The fact that my tender-hearted tin man could never carry out such a plan notwithstanding, he thought for a time before saying, "I know! I will catch it with corn, put it in a fence, and then not feed it anything until it dies!"
I mentioned the cruelty of such a death, and he quieted. When I went on to say, "And, besides, Zeke, if you want to get us deer meat, and then you starve the deer to death, it won't have any meat left to eat!"
He then couldn't couldn't stop chuckling at himself.

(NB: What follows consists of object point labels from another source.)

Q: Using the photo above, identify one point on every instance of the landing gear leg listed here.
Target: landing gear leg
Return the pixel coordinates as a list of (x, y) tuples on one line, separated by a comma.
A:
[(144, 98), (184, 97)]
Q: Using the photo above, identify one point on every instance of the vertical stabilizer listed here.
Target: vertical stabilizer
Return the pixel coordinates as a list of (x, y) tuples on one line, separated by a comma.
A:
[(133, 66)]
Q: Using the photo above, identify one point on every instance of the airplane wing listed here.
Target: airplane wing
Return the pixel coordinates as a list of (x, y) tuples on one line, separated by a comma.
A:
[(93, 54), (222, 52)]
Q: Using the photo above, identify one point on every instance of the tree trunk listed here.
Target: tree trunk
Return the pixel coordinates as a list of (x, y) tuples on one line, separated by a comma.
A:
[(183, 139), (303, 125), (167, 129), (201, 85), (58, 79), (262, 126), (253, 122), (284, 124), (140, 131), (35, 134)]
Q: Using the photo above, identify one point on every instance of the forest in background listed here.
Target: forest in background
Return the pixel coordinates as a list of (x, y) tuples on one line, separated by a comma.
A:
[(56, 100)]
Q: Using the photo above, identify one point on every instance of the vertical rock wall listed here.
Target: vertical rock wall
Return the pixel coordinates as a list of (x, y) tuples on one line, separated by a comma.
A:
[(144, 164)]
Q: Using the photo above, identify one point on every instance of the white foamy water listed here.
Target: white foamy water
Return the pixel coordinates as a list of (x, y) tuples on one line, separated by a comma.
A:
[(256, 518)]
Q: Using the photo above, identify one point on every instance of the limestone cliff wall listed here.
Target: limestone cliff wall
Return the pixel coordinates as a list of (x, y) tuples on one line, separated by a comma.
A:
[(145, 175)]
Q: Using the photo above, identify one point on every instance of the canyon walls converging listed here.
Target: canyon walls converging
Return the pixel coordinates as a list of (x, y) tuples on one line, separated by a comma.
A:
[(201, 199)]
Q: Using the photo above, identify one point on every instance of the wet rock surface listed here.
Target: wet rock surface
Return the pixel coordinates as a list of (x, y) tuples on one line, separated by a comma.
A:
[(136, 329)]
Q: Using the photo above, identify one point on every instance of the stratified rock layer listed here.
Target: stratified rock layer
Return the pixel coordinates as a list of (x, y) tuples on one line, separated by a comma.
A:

Bag of hair. Nice! Sounds like Zeke would fit right in here. Phil doesn't get his hair cut often, and it's so thick and fast-growing that when he does finally get around to asking for a trim, our floor looks like it has a new bearskin rug afterwards. One year I swept it up and Phil saved it in a bag... and gave it to a friend (Brian) from church was was totally bald. Phil used to tease Brian about his baldness. One time Phil brought down the house when we were all sitting around a campfire and one of the kids asked Brian what sort of things he did in college. Phil, in his completely deadpan way, immediately jumped in with, "He was in an '80's hair band."
ReplyDeleteHA! Another classic Phil tale.
ReplyDeletePhil does have Very Luscious Hair. Why is it wasted on boys?! John had the most gorgeous hair, too. I could probably stuff a mattress with it.